One of the major differences between the wavelet and other types of transforms is that WT generates the time-frequency positioning of the signal. The mathematical representation of a wavelet family is

$$\begin{array}{@{}rcl@{}} \psi_{u,s}\left( t\right) = \frac{1}{\sqrt{|s|}} \psi\left( \frac{t-u}{s}\right) \end{array} $$

(4)

where Ψ (t) is a real or complex valued function, ‘s’ indicates the scaling component for shrinking (s < 1) or stretching (s > 1) the wavelet function (WF), and ‘u’ represents the translation component utilized to shift the position of the WF. The factor $ \left (1/\sqrt {|s|}\right )$ denotes the energy normalization constant along various scales.

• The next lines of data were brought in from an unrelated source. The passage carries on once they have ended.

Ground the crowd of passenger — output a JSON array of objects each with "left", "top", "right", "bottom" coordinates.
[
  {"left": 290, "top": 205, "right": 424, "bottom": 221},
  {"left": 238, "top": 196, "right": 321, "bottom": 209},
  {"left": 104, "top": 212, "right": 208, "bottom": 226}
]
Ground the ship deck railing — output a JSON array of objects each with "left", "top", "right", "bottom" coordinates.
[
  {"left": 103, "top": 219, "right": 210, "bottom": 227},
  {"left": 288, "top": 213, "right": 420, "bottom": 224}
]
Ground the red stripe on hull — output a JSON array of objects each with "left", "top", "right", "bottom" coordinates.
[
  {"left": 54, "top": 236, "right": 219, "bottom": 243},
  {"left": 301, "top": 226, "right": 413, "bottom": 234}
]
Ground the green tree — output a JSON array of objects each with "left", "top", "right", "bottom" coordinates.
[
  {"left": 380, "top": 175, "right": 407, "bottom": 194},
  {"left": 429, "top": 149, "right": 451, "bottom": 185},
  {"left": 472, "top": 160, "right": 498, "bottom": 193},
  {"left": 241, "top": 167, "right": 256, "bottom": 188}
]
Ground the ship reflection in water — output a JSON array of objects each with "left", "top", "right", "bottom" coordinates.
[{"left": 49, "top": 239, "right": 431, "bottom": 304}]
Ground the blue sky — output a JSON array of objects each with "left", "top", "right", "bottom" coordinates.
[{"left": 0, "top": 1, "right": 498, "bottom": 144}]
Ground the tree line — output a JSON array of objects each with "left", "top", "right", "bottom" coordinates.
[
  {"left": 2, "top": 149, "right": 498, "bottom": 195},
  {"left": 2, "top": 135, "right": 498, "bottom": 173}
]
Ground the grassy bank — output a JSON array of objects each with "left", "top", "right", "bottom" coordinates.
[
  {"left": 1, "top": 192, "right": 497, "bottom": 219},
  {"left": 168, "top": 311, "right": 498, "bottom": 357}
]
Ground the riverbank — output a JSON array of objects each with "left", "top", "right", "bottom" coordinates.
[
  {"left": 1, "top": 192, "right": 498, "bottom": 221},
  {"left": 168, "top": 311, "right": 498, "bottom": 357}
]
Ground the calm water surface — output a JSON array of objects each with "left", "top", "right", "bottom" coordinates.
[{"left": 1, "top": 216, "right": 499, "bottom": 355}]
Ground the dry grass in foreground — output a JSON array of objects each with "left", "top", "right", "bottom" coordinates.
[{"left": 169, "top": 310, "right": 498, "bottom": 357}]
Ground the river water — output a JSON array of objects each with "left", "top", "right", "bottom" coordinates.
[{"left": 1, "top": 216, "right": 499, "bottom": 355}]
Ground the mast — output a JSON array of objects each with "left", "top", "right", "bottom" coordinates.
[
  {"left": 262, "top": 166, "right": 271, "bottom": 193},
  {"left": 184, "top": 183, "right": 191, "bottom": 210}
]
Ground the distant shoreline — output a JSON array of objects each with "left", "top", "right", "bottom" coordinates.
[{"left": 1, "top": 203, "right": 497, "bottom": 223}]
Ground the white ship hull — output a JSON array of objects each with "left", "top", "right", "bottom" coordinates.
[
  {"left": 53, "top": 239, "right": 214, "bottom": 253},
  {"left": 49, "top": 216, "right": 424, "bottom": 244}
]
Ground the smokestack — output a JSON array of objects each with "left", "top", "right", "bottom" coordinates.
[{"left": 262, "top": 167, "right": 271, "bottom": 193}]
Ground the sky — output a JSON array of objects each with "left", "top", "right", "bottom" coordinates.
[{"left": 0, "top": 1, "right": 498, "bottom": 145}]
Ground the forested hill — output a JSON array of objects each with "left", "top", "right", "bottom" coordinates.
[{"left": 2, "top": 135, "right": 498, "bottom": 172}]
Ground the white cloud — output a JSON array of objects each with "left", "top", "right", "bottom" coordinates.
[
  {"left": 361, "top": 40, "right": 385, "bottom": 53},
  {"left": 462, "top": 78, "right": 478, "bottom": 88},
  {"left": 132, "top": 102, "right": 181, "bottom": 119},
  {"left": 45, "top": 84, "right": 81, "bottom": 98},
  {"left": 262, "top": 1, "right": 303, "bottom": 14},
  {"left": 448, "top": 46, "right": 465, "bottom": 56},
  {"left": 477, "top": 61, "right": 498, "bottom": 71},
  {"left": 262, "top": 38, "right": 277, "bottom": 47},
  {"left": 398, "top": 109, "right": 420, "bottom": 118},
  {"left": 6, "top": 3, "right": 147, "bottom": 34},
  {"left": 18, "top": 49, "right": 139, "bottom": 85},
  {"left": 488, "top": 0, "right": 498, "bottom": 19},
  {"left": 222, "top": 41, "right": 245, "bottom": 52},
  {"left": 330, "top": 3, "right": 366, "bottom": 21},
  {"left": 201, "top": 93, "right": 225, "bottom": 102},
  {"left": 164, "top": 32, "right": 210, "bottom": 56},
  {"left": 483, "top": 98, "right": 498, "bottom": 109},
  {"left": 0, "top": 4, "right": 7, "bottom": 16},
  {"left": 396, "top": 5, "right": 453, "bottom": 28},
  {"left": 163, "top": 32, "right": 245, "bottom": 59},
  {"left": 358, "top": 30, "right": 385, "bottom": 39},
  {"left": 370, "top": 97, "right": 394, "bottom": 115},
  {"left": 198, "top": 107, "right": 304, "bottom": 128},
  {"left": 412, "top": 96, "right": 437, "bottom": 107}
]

To carry out both the MRA decomposition and reconstruction at the same time, it adopts two functions, namely, the wavelet function (φ) and the scaling function (ϕ). The former is used to propagate the detailed variant having high frequency elements of the signal, and the later to produce the approximate variant of the signal which includes low frequency elements. The mathematically definitions of these two functions (in discrete domain) are given below.

$$\begin{array}{@{}rcl@{}} \varphi_{j,n}\left[t\right]= 2^{\frac{j}{2}}\sum\limits_{n}w_{j,n}\varphi\left[2^{j}t-n\right] \end{array} $$

(5)

$$\begin{array}{@{}rcl@{}} \phi_{j,n}\left[t\right]= 2^{\frac{j}{2}}\sum\limits_{n}s_{j,n}\phi\left[2^{j}t-n\right] \end{array} $$

(6)

where s_j and w_j represent the scaling and wavelet coefficients at j_th scale, respectively. These two functions are required to be orthonormal and satisfy the following conditions.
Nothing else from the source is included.